Il caso nasce dalla reazione esasperata del dipendente di un punto vendita della provincia di Arezzo, che durante il turno notturno aveva riferito ad un cliente che se non avesse indossato la mascherina non avrebbe concluso la transazione in cassa.
L’avventore infatti – prosegue l’articolo di Marisa Marraffino – era entrato senza mascherina, nè strumenti di protezione alternativi, per acquistare due pacchetti di sigarette. Da qui la richiesta del commesso di coprirsi la bocca almeno con il collo della felpa.
Ne è nata una discussione dai toni accesi durante la quale il cliente non solo si era rifiutato di coprirsi la bocca perchè – a suo dire – «le mascherine le portano i malati» ma aveva anche offeso il commesso dandogli del ladro. Tornato a casa, poi, si era lamentato su Facebook della “scortesia” usata nei suoi confronti.
Da qui l’intervento del datore di lavoro che, anzichè assumere le difese del dipendente, lo aveva accusato di danneggiare gravemente l’immagine dell’azienda, intimandogli il licenziamento per giusta causa.
Già in via cautelare il Tribunale aveva ritenuto illegittimo l’allontanamento del cassiere, ma è toccato al giudice dell’impugnazione entrare nel merito e ricordare all’azienda che è un diritto del lavoratore, costituzionalmente garantito, svolgere la propria prestazione in condizioni di sicurezza.
Addirittura – prosegue il giudice – «il dipendente avrebbe potuto anche astenersi dal lavoro poichè lo svolgimento della prestazione lo esponeva ad un rischio di danno alla persona».
Il datore di lavoro, infatti, risponde della mancata osservanza delle norme a tutela dell’integrità fisica dei dipendenti perchè titolare di una posizione di garanzia dettata in primo luogo dall’articolo 2087 del Codice Civile, al quale in periodo di emergenza si è aggiunto il Dpcm del 26 aprile 2020 che ha prescritto a tutte le imprese di osservare il protocollo condiviso di regolamentazione delle misure per il contrasto e contenimento della diffusione del virus Covid-19 negli ambienti di lavoro sottoscritto dal Governo e dalle parti sociali.
Tra gli obblighi del datore di lavoro anche quelli di informare i lavoratori sui rischi ed invitarli al rispetto di tutte le misure idonee per prevenire il contagio.
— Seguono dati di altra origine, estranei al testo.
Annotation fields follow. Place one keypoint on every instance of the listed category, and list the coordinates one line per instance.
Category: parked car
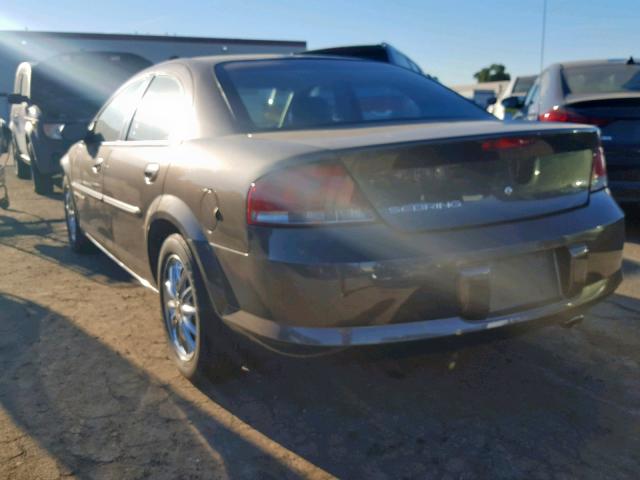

Il dipendente – si legge nella sentenza – anche in assenza di una specifica disposizione di legge, può invocare l’esimente dello stato di necessità per rifiutarsi di presentarsi al lavoro se non ci sono le condizioni per prestare la propria attività in sicurezza.
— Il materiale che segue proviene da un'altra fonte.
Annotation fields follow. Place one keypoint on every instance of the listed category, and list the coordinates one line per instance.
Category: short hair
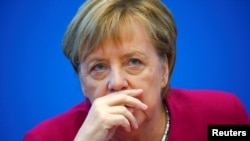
(95, 20)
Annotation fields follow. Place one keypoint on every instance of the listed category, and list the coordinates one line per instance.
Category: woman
(124, 52)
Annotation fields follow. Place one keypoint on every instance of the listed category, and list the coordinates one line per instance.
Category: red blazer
(191, 111)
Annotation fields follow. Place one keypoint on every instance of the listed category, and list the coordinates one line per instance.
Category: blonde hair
(95, 20)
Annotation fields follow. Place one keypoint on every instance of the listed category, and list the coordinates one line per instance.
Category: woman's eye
(99, 67)
(134, 62)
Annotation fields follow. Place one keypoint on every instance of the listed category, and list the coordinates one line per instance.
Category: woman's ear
(165, 73)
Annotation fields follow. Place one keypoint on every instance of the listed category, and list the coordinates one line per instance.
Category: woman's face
(132, 64)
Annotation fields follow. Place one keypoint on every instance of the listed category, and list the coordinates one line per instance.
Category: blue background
(38, 82)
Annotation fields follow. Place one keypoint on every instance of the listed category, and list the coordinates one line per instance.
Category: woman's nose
(117, 81)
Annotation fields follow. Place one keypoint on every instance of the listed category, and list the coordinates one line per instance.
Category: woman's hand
(109, 112)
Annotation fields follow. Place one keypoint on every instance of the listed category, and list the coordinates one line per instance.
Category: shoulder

Sarebbe stato quindi onere del datore di lavoro assicurarsi che i clienti rispettassero le misure igienico-sanitarie prescritte dalla norme, incoraggiando i propri dipendenti a farle osservare anzichè sanzionarli.
La reazione del dipendente – scrive il giudice – è del tutto giustificata «dall’esasperazione per una condotta altrui omissiva che denota un’ignorante sottovalutazione del fenomeno pandemico, accompagnata da frasi villane e sprezzanti della salute propria e degli altri, oltrechè del cassiere», che deve essere reintegrato e risarcito per l’illegittimo licenziamento.